Dans un contexte de consolidation des finances publiques, l'État avait mis en place, fin 2012, une ébauche de fonds de soutien doté de 50 millions d'euros. Le montant total des fonds de soutien (collectivités territoriales et hôpitaux) s'élève désormais à 3,4 milliards d'euros, même s'il faut rappeler que ce montant était limité à 1,6 milliard d'euros jusqu'au début de l'année 2015 avant l'abandon inattendu, par la Banque nationale suisse, du plancher de 1,2 franc suisse pour un euro.

Votre rapporteur se félicite que les pouvoirs publics aient enfin pris la mesure du désastre des emprunts toxiques. Cependant, il paraît désormais évident que le coût supporté par l'État sera bien supérieur de ce qu'il aurait pu être si le problème avait été pris en compte à sa juste mesure dès 2008.

Votre rapporteur ne peut donc que regretter qu'une action résolue n'ait été engagée « qu'au pied du mur », d'autant qu'elle sera peut-être insuffisante pour assainir totalement le bilan de la SFIL et les comptes des emprunteurs concernés ( cf. infra ).


* 38 « Cette Charte est le résultat de la mission confiée par le Gouvernement à Éric Gissler, inspecteur général des finances, qui a travaillé en concertation avec les collectivités et les banques pour identifier les meilleures pratiques permettant de garantir que les emprunts structurés proposés aux collectivités sont adaptés à leurs besoins ».

* 39 En réalité, dès l'été 2008.

* 40 Commission d'enquête présidée par Claude Bartolone et dont le rapporteur était Jean-Pierre Gorges.
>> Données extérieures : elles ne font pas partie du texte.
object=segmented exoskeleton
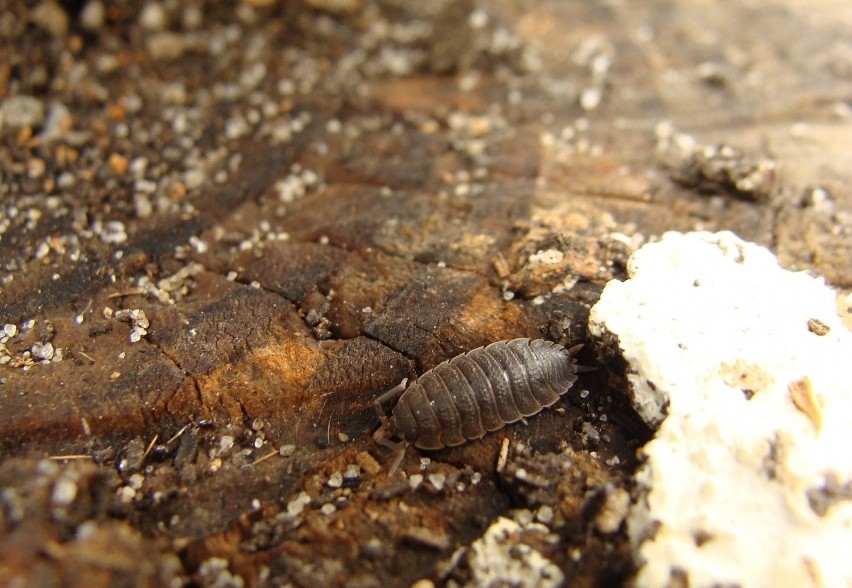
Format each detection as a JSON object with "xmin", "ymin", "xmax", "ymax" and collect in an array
[{"xmin": 374, "ymin": 339, "xmax": 579, "ymax": 469}]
Rapport n° 4030 (XIIIe législature), 6 décembre 2011.

* 41 Les articles 32 et 34 de la loi n° 2013-672 du 26 juillet 2013 de séparation et de régulation des activités bancaires ont finalement encadré les modalités d'emprunt des collectivités territoriales et des organismes d'habitation.

* 42 Au total, l'encours sensible était estimé à 8,9 milliards d'euros et les IRA à 5,5 milliards d'euros.